Emilio B. Imbriglio, président et chef de la direction chez Raymond Chabot Grant Thornton a été témoin de cette évolution. En plus de sa carrière en comptabilité - dont il a célébré les 36 ans le 1er mai -, M. Imbriglio a également été professeur à l'université. Il a vu passer plus de 6000 étudiants dans sa classe et «un nombre incalculable» dans la profession.
«Le premier changement de fond flagrant que j'ai constaté, c'est qu'à l'époque, il y avait un manque de femmes. Aujourd'hui, c'est l'inverse qui se produit, on commence à manquer d'hommes», indique M. Imbriglio. Et si les hommes sont toujours majoritaires dans les postes de haute direction, cette situation est temporaire. «Les femmes n'ont tout simplement pas encore rattrapé le temps perdu».
M. Imbriglio a également noté les changements technologiques rapides qui ont révolutionné la manière de travailler des comptables et des clients. «Au début des années 1980, le seul ordinateur portable qui existait était celui d'Apple. Vers 1982-1983, on a vu arriver les premiers IBM et COMPAQ' qui pesaient 26 livres», raconte-t-il. «On tapait les états financiers de nos clients à la dactylo, et on corrigeait les erreurs avec du ruban», poursuit M. Imbriglio, qui mentionne que son premier ordinateur occupait la même superficie que son bureau.
«La technologie a profondément changé notre façon de travailler et celle de nos clients. On ne travaille pas plus, mais on a la possibilité d'en faire plus. Si on devait comparer le ratio de notre production d'aujourd'hui à celle de l'époque, elle s'est accrue de plusieurs multiples», ajoute-t-il. Les nouveaux logiciels ont également apporté une autre dimension à la profession. «Nous avons maintenant accès à de puissants logiciels juriscomptables et à de nouveaux modèles de fusion-acquisition.»

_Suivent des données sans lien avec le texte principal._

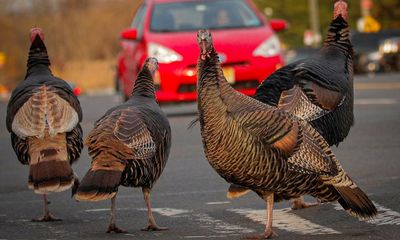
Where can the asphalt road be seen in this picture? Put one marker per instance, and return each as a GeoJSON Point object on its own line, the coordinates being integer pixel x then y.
{"type": "Point", "coordinates": [189, 198]}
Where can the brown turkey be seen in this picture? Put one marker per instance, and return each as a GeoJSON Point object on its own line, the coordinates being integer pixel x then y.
{"type": "Point", "coordinates": [129, 146]}
{"type": "Point", "coordinates": [266, 149]}
{"type": "Point", "coordinates": [43, 117]}
{"type": "Point", "coordinates": [318, 89]}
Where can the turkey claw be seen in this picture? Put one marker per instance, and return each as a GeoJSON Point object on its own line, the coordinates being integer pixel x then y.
{"type": "Point", "coordinates": [152, 227]}
{"type": "Point", "coordinates": [47, 218]}
{"type": "Point", "coordinates": [114, 228]}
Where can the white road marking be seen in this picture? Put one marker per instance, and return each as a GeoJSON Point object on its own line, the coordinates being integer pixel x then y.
{"type": "Point", "coordinates": [375, 101]}
{"type": "Point", "coordinates": [104, 209]}
{"type": "Point", "coordinates": [385, 216]}
{"type": "Point", "coordinates": [217, 203]}
{"type": "Point", "coordinates": [204, 220]}
{"type": "Point", "coordinates": [169, 212]}
{"type": "Point", "coordinates": [285, 220]}
{"type": "Point", "coordinates": [219, 226]}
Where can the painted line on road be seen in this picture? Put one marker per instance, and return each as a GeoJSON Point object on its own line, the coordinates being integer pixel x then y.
{"type": "Point", "coordinates": [219, 226]}
{"type": "Point", "coordinates": [168, 212]}
{"type": "Point", "coordinates": [377, 85]}
{"type": "Point", "coordinates": [205, 221]}
{"type": "Point", "coordinates": [287, 221]}
{"type": "Point", "coordinates": [105, 209]}
{"type": "Point", "coordinates": [385, 216]}
{"type": "Point", "coordinates": [217, 203]}
{"type": "Point", "coordinates": [375, 101]}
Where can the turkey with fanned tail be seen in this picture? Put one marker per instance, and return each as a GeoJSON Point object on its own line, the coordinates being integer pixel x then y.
{"type": "Point", "coordinates": [267, 149]}
{"type": "Point", "coordinates": [43, 117]}
{"type": "Point", "coordinates": [318, 89]}
{"type": "Point", "coordinates": [129, 146]}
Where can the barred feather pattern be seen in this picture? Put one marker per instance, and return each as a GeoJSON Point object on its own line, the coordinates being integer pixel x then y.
{"type": "Point", "coordinates": [129, 145]}
{"type": "Point", "coordinates": [318, 89]}
{"type": "Point", "coordinates": [241, 139]}
{"type": "Point", "coordinates": [21, 148]}
{"type": "Point", "coordinates": [74, 143]}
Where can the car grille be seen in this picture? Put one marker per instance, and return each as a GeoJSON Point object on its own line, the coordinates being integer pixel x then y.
{"type": "Point", "coordinates": [186, 88]}
{"type": "Point", "coordinates": [247, 84]}
{"type": "Point", "coordinates": [241, 85]}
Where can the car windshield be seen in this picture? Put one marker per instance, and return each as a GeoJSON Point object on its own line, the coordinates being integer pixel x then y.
{"type": "Point", "coordinates": [370, 41]}
{"type": "Point", "coordinates": [194, 15]}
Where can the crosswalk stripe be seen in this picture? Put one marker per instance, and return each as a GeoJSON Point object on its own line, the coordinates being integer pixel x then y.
{"type": "Point", "coordinates": [375, 101]}
{"type": "Point", "coordinates": [168, 212]}
{"type": "Point", "coordinates": [217, 203]}
{"type": "Point", "coordinates": [385, 216]}
{"type": "Point", "coordinates": [205, 221]}
{"type": "Point", "coordinates": [285, 220]}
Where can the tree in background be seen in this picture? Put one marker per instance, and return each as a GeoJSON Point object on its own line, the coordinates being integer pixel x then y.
{"type": "Point", "coordinates": [387, 12]}
{"type": "Point", "coordinates": [89, 30]}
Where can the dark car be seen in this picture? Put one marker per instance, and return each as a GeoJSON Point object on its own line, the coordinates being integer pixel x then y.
{"type": "Point", "coordinates": [295, 54]}
{"type": "Point", "coordinates": [367, 57]}
{"type": "Point", "coordinates": [166, 29]}
{"type": "Point", "coordinates": [390, 50]}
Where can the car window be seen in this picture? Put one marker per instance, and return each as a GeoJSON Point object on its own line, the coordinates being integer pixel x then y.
{"type": "Point", "coordinates": [193, 15]}
{"type": "Point", "coordinates": [138, 20]}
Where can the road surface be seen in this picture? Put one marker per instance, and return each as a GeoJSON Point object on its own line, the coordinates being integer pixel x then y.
{"type": "Point", "coordinates": [189, 198]}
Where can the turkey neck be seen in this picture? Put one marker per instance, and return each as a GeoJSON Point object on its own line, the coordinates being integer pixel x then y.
{"type": "Point", "coordinates": [144, 85]}
{"type": "Point", "coordinates": [338, 36]}
{"type": "Point", "coordinates": [38, 60]}
{"type": "Point", "coordinates": [211, 87]}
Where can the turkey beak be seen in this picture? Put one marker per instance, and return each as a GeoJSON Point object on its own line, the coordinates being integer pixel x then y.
{"type": "Point", "coordinates": [203, 48]}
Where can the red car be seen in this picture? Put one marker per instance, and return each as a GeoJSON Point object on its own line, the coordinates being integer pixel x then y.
{"type": "Point", "coordinates": [166, 29]}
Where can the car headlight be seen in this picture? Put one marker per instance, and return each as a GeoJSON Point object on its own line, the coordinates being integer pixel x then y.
{"type": "Point", "coordinates": [268, 48]}
{"type": "Point", "coordinates": [163, 54]}
{"type": "Point", "coordinates": [374, 56]}
{"type": "Point", "coordinates": [389, 47]}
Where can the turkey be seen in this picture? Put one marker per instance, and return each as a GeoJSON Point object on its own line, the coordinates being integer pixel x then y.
{"type": "Point", "coordinates": [43, 117]}
{"type": "Point", "coordinates": [318, 89]}
{"type": "Point", "coordinates": [129, 146]}
{"type": "Point", "coordinates": [267, 149]}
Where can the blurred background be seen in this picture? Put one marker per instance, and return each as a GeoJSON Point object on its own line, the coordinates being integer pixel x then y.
{"type": "Point", "coordinates": [82, 37]}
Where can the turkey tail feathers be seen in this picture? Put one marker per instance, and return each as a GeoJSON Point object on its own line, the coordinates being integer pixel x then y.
{"type": "Point", "coordinates": [50, 170]}
{"type": "Point", "coordinates": [98, 185]}
{"type": "Point", "coordinates": [50, 176]}
{"type": "Point", "coordinates": [356, 202]}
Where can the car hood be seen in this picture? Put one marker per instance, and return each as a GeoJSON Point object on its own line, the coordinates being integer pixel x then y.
{"type": "Point", "coordinates": [237, 45]}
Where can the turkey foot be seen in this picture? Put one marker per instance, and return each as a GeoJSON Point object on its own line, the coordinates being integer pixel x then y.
{"type": "Point", "coordinates": [265, 235]}
{"type": "Point", "coordinates": [154, 227]}
{"type": "Point", "coordinates": [113, 228]}
{"type": "Point", "coordinates": [46, 218]}
{"type": "Point", "coordinates": [299, 203]}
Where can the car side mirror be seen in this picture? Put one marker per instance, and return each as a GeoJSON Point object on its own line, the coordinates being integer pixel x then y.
{"type": "Point", "coordinates": [129, 34]}
{"type": "Point", "coordinates": [278, 24]}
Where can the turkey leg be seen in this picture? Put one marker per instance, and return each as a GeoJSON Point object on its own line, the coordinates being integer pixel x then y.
{"type": "Point", "coordinates": [112, 227]}
{"type": "Point", "coordinates": [47, 217]}
{"type": "Point", "coordinates": [299, 203]}
{"type": "Point", "coordinates": [152, 225]}
{"type": "Point", "coordinates": [268, 233]}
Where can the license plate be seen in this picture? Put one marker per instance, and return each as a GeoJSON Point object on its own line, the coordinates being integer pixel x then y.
{"type": "Point", "coordinates": [229, 74]}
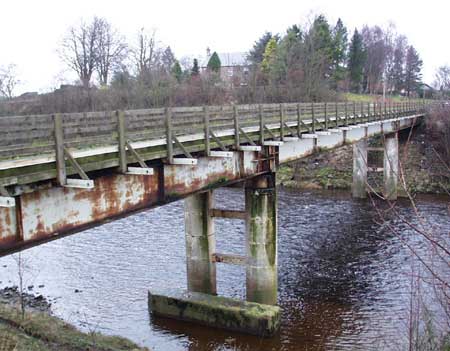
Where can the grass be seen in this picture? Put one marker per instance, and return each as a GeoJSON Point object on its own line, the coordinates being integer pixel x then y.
{"type": "Point", "coordinates": [40, 331]}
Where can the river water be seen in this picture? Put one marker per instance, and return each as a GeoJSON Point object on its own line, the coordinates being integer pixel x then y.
{"type": "Point", "coordinates": [344, 278]}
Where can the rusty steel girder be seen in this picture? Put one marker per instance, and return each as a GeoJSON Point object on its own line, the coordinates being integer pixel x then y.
{"type": "Point", "coordinates": [51, 212]}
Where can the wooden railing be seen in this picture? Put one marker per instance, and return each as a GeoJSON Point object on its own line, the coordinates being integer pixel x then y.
{"type": "Point", "coordinates": [25, 136]}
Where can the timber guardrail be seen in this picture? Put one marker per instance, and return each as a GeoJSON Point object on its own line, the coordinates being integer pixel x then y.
{"type": "Point", "coordinates": [33, 141]}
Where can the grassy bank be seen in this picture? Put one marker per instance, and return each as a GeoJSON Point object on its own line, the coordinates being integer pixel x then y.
{"type": "Point", "coordinates": [351, 97]}
{"type": "Point", "coordinates": [38, 331]}
{"type": "Point", "coordinates": [423, 171]}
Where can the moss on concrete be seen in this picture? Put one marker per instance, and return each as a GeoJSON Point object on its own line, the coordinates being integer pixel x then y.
{"type": "Point", "coordinates": [216, 311]}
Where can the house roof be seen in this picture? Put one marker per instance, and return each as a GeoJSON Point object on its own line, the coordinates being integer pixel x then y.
{"type": "Point", "coordinates": [227, 59]}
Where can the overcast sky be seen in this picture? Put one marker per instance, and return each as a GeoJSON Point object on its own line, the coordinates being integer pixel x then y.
{"type": "Point", "coordinates": [30, 31]}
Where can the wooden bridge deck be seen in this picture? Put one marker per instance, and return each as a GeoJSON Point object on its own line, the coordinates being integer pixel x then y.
{"type": "Point", "coordinates": [28, 144]}
{"type": "Point", "coordinates": [61, 173]}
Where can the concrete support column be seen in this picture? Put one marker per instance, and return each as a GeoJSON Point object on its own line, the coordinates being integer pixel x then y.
{"type": "Point", "coordinates": [200, 243]}
{"type": "Point", "coordinates": [359, 169]}
{"type": "Point", "coordinates": [391, 166]}
{"type": "Point", "coordinates": [261, 240]}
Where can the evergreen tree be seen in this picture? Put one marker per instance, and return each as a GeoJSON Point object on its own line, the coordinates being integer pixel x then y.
{"type": "Point", "coordinates": [195, 69]}
{"type": "Point", "coordinates": [256, 55]}
{"type": "Point", "coordinates": [413, 68]}
{"type": "Point", "coordinates": [269, 56]}
{"type": "Point", "coordinates": [356, 62]}
{"type": "Point", "coordinates": [339, 53]}
{"type": "Point", "coordinates": [177, 72]}
{"type": "Point", "coordinates": [321, 38]}
{"type": "Point", "coordinates": [214, 63]}
{"type": "Point", "coordinates": [397, 76]}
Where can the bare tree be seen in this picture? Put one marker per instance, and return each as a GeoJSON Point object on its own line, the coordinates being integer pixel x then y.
{"type": "Point", "coordinates": [145, 53]}
{"type": "Point", "coordinates": [79, 49]}
{"type": "Point", "coordinates": [442, 78]}
{"type": "Point", "coordinates": [111, 50]}
{"type": "Point", "coordinates": [8, 81]}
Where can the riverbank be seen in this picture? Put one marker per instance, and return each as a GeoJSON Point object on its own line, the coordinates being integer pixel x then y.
{"type": "Point", "coordinates": [424, 173]}
{"type": "Point", "coordinates": [38, 330]}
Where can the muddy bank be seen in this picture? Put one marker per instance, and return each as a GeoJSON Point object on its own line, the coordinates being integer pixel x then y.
{"type": "Point", "coordinates": [37, 329]}
{"type": "Point", "coordinates": [423, 171]}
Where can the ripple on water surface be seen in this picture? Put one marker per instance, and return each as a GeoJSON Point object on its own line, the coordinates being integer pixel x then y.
{"type": "Point", "coordinates": [343, 279]}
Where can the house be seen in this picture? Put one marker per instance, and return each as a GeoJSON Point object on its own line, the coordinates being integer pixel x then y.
{"type": "Point", "coordinates": [234, 69]}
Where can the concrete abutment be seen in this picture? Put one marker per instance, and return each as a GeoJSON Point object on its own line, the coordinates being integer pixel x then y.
{"type": "Point", "coordinates": [199, 303]}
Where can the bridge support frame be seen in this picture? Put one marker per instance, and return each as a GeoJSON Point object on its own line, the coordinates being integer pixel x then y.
{"type": "Point", "coordinates": [200, 243]}
{"type": "Point", "coordinates": [391, 166]}
{"type": "Point", "coordinates": [261, 240]}
{"type": "Point", "coordinates": [359, 169]}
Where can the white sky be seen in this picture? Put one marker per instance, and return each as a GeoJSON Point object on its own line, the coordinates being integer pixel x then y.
{"type": "Point", "coordinates": [30, 31]}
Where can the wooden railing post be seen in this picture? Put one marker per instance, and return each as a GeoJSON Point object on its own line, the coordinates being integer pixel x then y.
{"type": "Point", "coordinates": [354, 113]}
{"type": "Point", "coordinates": [122, 141]}
{"type": "Point", "coordinates": [261, 124]}
{"type": "Point", "coordinates": [337, 114]}
{"type": "Point", "coordinates": [346, 114]}
{"type": "Point", "coordinates": [61, 174]}
{"type": "Point", "coordinates": [237, 141]}
{"type": "Point", "coordinates": [299, 120]}
{"type": "Point", "coordinates": [206, 126]}
{"type": "Point", "coordinates": [169, 138]}
{"type": "Point", "coordinates": [282, 118]}
{"type": "Point", "coordinates": [362, 112]}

Et c'est sans compter les nouvelles sources d'accès aux capitaux, quelque chose que M. Imbriglio qualifie de «révolution».
«Pour du financement de 50 ou 100 millions de dollars, l'accès aux capitaux est maintenant plus rapide, moins coûteux et moins stressant. Les entreprises elles-mêmes ont accès à du financement pour de l'expansion ou des acquisitions.»
Mondialisation
La profession comptable, en plus de se moderniser, s'est aussi mondialisée. Pour mieux servir ses clients, Raymond Chabot Grant Thornton possède des places d'affaires dans plusieurs régions du Québec, mais aussi de la planète. «Nous accompagnons maintenant nos clients à Chibougamau, Rouyn-Noranda et Alma, mais aussi en Inde ou en Russie. Nous offrons un guichet unique pour les entrepreneurs, et nous leur donnons accès à un vaste réseau international.» Les entrepreneurs d'aujourd'hui, grâce aux nouvelles manières de communiquer, comme les réseaux sociaux, cherchent à étendre leur marché à l'échelle planétaire. «Ils ont besoin que leur comptable puisse les accompagner».